Government moves to make data “commercially advantageous”

The Government has unveiled a £10m initiative that aims to make data held by Whitehall departments and public bodies work to the “commercial advantage” of the private sector.

The “Open Data Institute” (ODI) will help industry “exploit the opportunities” created from opening access to public datasets on transport, weather and health.

In the autumn statement on the economy unveiled today (29 November), the Treasury says it is hoped the ODI will “catalyse new markets and innovative products and services as well as improving standards and transparency in public services.”
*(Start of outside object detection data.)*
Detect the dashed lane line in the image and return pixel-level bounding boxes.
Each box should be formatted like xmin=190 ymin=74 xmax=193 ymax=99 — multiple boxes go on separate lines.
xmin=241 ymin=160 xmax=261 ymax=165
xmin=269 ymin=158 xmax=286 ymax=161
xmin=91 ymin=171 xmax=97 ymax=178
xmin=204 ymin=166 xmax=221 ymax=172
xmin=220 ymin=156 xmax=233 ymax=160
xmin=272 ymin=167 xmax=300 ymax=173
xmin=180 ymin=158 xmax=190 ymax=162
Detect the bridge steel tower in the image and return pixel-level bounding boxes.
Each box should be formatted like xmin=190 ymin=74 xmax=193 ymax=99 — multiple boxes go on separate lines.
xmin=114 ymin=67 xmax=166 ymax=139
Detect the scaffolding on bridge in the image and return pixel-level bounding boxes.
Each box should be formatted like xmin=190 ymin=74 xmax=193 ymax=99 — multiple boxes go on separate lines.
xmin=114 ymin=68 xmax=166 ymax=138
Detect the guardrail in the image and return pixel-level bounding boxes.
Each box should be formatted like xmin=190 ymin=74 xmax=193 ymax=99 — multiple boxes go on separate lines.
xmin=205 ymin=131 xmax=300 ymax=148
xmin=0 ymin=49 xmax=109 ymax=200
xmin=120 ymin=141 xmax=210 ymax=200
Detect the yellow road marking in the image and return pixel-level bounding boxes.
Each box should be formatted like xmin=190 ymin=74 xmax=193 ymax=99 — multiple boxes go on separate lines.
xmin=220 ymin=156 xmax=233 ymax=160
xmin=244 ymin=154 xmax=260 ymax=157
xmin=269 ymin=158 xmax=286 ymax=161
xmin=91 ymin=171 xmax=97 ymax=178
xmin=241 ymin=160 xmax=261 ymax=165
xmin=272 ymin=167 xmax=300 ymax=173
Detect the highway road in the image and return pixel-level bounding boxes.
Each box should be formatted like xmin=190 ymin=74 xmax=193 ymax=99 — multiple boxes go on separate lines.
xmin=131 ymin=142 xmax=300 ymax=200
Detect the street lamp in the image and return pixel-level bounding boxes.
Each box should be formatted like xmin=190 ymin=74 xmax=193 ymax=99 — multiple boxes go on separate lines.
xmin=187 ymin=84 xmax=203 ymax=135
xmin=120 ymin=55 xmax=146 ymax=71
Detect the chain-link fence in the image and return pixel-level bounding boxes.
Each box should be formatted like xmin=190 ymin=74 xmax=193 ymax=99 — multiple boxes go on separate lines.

The institute, which will be co-directed by Professor Tim Berners-Lee and Professor Nigel Shadbolt, is part of the government’s “Open Data” policy. Other measures taken include The Department for Business, Innovation and Skills backed “midata” initiative that will allow consumers instant digital access to the information collected by brands for marketing purposes.

Announcement of the ODI was one of several initiatives unveiled by the Chancellor in a bid to revive the flagging economy.

Cost cutting measures include a 1% cap on public sector pay rises for two years after the end of current freeze in 2013 and higher than forecast public sector job cuts.

The Chancellor announced a £30bn infrastructure building project and a scheme to boost lending to small firms earlier this week. 

The UK economy will grow by 0.9% this year, according to the government’s Office of Budget Responsibility, down from the 1.7% previously predicted. Real household income is likely to fall by 2.3% this year, the OBR adds, said to be the highest annual income drop since 1945.

The gloomy prediction follows the OECD forecast yesterday (28 November) that said UK economic output would fall by 0.1% in the fourth quarter and 0.6% in the first quarter of 2012, plunging the country into a technical recession after two consecutive quarters of negative growth.